Quando for detectado não conformidades seja com normas internas e externas ou desvios de conduta, o Grupo deve tomar as providências necessárias para responder apropriadamente e prevenir a reincidência dessas ocorrências.
O Grupo deve desenvolver planos de gerenciamento de crises, bem como elaborar, quando necessário, planos de ações corretivas, com o objetivo de minimizar eventuais danos causados pela materialização de riscos ou por condutas não conformes com normas internas e externas. As respostas às transgressões detectadas e os planos de gerenciamento de crises e ações corretivas devem abranger, no mínimo, a interrupção imediata da transgressão, a denúncia e cooperação com as autoridades quando apropriado, a remediação dos danos causados, medidas disciplinares e modificações nos processos em questão e nos sistemas de controles internos.
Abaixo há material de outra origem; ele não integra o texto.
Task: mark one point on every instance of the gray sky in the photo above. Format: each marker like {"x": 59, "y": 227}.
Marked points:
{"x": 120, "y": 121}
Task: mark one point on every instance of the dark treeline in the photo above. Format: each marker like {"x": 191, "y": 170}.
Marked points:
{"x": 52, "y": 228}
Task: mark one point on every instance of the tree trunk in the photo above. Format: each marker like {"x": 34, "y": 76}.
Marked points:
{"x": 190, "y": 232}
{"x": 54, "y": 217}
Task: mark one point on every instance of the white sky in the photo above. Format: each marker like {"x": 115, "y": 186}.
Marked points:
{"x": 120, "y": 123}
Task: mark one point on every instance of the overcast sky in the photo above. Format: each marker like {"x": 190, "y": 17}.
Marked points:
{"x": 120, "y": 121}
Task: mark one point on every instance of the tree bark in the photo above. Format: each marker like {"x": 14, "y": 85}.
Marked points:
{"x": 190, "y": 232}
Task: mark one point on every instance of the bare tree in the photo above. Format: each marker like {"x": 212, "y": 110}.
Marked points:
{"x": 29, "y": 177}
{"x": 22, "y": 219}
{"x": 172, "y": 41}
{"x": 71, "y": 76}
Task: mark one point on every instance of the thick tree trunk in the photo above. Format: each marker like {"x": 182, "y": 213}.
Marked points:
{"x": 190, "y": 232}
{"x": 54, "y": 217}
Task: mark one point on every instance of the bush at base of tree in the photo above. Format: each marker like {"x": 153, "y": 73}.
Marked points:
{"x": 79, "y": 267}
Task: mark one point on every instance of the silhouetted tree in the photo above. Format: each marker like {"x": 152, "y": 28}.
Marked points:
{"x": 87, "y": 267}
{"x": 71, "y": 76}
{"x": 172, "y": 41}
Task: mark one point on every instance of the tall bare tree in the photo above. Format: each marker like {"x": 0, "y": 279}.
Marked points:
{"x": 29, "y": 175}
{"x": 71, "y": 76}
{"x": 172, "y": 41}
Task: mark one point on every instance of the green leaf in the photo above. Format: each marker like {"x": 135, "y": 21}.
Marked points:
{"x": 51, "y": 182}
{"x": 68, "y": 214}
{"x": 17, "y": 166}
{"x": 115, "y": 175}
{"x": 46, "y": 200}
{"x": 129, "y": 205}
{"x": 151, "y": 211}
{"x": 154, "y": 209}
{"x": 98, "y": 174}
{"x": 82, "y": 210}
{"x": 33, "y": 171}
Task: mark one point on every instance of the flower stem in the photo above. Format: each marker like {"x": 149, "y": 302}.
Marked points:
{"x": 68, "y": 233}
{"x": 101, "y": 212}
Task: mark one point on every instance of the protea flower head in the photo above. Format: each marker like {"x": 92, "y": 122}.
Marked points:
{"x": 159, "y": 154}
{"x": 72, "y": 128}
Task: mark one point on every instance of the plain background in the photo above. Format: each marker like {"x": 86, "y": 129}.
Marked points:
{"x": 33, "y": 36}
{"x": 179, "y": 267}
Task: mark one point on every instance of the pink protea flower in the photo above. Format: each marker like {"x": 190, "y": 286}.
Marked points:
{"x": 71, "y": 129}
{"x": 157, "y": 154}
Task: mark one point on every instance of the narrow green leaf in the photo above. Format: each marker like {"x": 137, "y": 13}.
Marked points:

3.7 Canais de consulta e denúncia

O Grupo deve manter canais de consulta e denúncia amplamente divulgados, com mecanismos que garantam o anonimato e a confidencialidade, nos quais os profissionais a serviço do Grupo e quaisquer outros interessados possam buscar orientação ou denunciar condutas ilícitas.
As denúncias recebidas devem ser tratadas e apuradas com a devida diligência e confidencialidade.
O Grupo assegura que não é tolerada qualquer forma de retaliação às consultas e denúncias realizadas por estes canais e repudia qualquer discriminação ou retaliação contra colaboradores que tenham de boa-fé, reportado transgressões, infrações, ofensas, ainda que suspeitas, de acordo com a política de não-retaliação e não-identificação estabelecida na Política de Denúncia.
Além disso, devem ser tomadas as providências necessárias para garantir a proteção dos denunciantes de boa-fé e a penalização de quaisquer empregados que ajam em desacordo com estas garantias, independentemente do nível hierárquico exercido por eles.
A comprovação de violações de Normas Internas e Externas ou omissões diante de suas possíveis violações, bem como as não conformidades e os desvios de conduta identificados devem ser devidamente tratados, aplicando-se, sempre que adequado, as penalidades especificadas na Política de Canal de Denúncia, compreendendo desde advertências até desligamentos.
No caso dos fornecedores, parceiros de negócios, ou outras pessoas físicas e jurídicas relacionadas, o comprovado desrespeito às leis, políticas e normas do Grupo e às cláusulas estabelecidas em contratos ou instrumentos jurídicos poderá resultar em anulação, suspensão ou rescisão do contrato, sem prejuízo da aplicação das medidas judiciais previstas em legislação específica e no Contratos.



3.8 Orientações para o Grupo Preserve Liserve

O Grupo deve exercer influência, pelos meios de governança adequados, para que sejam adotadas medidas de compliance.
As empresas do Grupo devem desenvolver atividades que visem assegurar a atuação em conformidade com a legislação e com normas pertinentes e a conduta ética de seus colaboradores e de terceiros com os quais se relacionam.
O Grupo se compromete a envidar os melhores esforços para, por meio de seus representantes e das estruturas adequadas de governança corporativa, implantar sempre as melhores práticas de compliance.
As lideranças do Grupo têm um papel determinante em garantir que esta Política seja observada nas decisões, na implantação das estruturas e atividades de compliance e na consolidação de uma cultura organizacional que incentive a conduta ética e o compromisso com o cumprimento das leis em todo o Grupo Preserve Liserve.